Неудобное прошлое. Память о государственных преступлениях в России и других странах - Эппле Николай В. 6 стр.


О попытках реальной «ресталинизации» можно говорить лишь в годы, последовавшие за смертью Брежнева. При Юрии Андропове, сменившем его на посту генерального секретаря партии, а до этого возглавлявшем КГБ, из учебников и энциклопедий исчезают упоминания о репрессиях, разворачиваются вполне сталинские по духу и языку кампании по борьбе со «стяжателями и тунеядцами», с «нарушителями трудовой дисциплины». Следующий генсек Константин Черненко пытается идти еще дальше. Он готовил постановление ЦК КПСС «Об исправлении субъективного подхода и перегибов, имевших место во второй половине 1950 – начале 1960-х годов при оценке деятельности И. В. Сталина и его ближайших соратников». К 40-й годовщине победы планировалось вернуть Волгограду имя Сталина.

Но все эти порывы свидетельствуют лишь о невозможности власти найти выход из экономического и идеологического тупика. Апелляция к сильной руке тогда была отчаянной попыткой компенсировать собственную слабость. Память о ГУЛАГе вновь стала для власти инструментом решения собственных проблем, антикризисным инструментом.

В это время работа по осмыслению и сталинского периода, и опыта десталинизации не останавливалась. В обществе она велась непубличным и «подпольным» образом, иногда прорываясь наружу, в публичное поле. Очень показателен пример фильма Тенгиза Абуладзе «Покаяние», ставшего одним из главных символических высказываний начала перестройки. Замысел картины относился к концу 1970-х, съемки начались в 1982 году, а в 1984-м готовый фильм лег на полку. Развернувшаяся вокруг фильма борьба наглядно показала масштаб накопившихся к этому времени системных противоречий между региональными (национальными) и союзными элитами, Минкультом и КГБ, творческой интеллигенцией и чиновниками. В 1986 году фильм допустили до закрытых просмотров, а на следующий год он вышел в широкий прокат, получил гран-при в Каннах и еще через год – Ленинскую премию.

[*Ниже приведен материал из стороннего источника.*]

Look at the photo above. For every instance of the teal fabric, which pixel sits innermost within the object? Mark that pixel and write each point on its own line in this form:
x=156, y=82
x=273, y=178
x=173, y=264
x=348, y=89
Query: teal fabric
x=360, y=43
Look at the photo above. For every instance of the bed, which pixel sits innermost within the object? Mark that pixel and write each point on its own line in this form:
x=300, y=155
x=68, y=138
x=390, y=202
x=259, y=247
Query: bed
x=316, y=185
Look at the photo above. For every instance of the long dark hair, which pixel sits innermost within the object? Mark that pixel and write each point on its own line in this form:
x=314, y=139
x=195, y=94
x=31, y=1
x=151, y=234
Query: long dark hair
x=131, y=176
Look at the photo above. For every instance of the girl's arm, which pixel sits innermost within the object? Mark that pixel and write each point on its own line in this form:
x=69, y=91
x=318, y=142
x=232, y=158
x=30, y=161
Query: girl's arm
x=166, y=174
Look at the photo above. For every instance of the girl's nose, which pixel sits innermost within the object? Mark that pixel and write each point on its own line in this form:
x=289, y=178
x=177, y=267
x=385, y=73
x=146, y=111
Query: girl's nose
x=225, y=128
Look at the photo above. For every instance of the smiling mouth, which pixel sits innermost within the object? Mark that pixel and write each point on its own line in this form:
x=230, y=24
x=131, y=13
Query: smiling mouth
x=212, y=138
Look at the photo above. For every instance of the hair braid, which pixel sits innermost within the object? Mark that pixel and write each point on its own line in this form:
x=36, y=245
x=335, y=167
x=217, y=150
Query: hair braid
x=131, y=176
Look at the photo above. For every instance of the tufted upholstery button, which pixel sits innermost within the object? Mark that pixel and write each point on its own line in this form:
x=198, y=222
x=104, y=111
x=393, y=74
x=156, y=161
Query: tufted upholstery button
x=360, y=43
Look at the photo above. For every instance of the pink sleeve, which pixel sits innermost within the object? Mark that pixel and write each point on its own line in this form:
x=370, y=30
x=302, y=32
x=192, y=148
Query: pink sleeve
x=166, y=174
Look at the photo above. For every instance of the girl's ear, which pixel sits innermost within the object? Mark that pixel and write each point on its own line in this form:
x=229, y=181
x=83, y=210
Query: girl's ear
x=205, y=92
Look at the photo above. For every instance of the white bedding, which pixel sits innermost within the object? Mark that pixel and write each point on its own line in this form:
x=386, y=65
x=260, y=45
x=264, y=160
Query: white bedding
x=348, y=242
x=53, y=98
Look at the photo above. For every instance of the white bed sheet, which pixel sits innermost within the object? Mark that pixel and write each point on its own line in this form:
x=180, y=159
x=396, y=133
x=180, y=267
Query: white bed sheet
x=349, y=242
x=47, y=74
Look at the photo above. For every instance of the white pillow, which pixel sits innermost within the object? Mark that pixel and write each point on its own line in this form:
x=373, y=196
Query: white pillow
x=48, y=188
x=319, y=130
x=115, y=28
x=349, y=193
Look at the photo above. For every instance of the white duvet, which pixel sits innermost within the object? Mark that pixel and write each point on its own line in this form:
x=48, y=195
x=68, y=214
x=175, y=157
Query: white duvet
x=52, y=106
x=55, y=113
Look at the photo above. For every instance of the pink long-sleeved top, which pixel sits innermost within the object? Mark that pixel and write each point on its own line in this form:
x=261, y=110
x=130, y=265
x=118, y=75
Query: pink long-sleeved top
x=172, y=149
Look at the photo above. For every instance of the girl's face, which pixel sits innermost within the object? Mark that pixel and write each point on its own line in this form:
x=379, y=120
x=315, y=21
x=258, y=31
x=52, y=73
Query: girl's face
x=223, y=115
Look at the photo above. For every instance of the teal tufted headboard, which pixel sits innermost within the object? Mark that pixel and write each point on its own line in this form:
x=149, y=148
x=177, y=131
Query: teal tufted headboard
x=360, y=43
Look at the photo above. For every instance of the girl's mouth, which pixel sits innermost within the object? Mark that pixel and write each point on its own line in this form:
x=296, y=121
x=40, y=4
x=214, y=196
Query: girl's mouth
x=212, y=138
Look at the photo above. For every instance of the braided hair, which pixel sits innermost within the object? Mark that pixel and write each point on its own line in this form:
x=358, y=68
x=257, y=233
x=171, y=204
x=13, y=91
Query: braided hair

Сложность и неоднозначность царившей в те годы атмосферы иллюстрирует отзыв на фильм Роберта Рождественского, опубликованный в уже сравнительно свободном 1987 году. Либерал и шестидесятник, активный участник чтений на площади Маяковского, Рождественский защищал «Покаяние» при помощи аргументации, которая вполне могла бы звучать в конце 1960-х:

Мы в последние годы редко касались этой трагической, очень серьезной темы. Но ведь прошлое, которое не «ворошим» мы, за нас охотно ворошат наши враги! Да еще как «ворошат» – злорадно, напористо, с улюлюканьем! В ход идет все: и подтасовки, и самая махровая клевета!.. Впрочем, черт с ними, с врагами! К их всегдашней лжи и ненависти нам не привыкать! Да и живем мы не для того, чтобы им понравилось[66].

ПАМЯТЬ ВЫХОДИТ НА СВЕТ: «ВТОРАЯ ДЕСТАЛИНИЗАЦИЯ» И «ВТОРАЯ ОТТЕПЕЛЬ» (1985–1991)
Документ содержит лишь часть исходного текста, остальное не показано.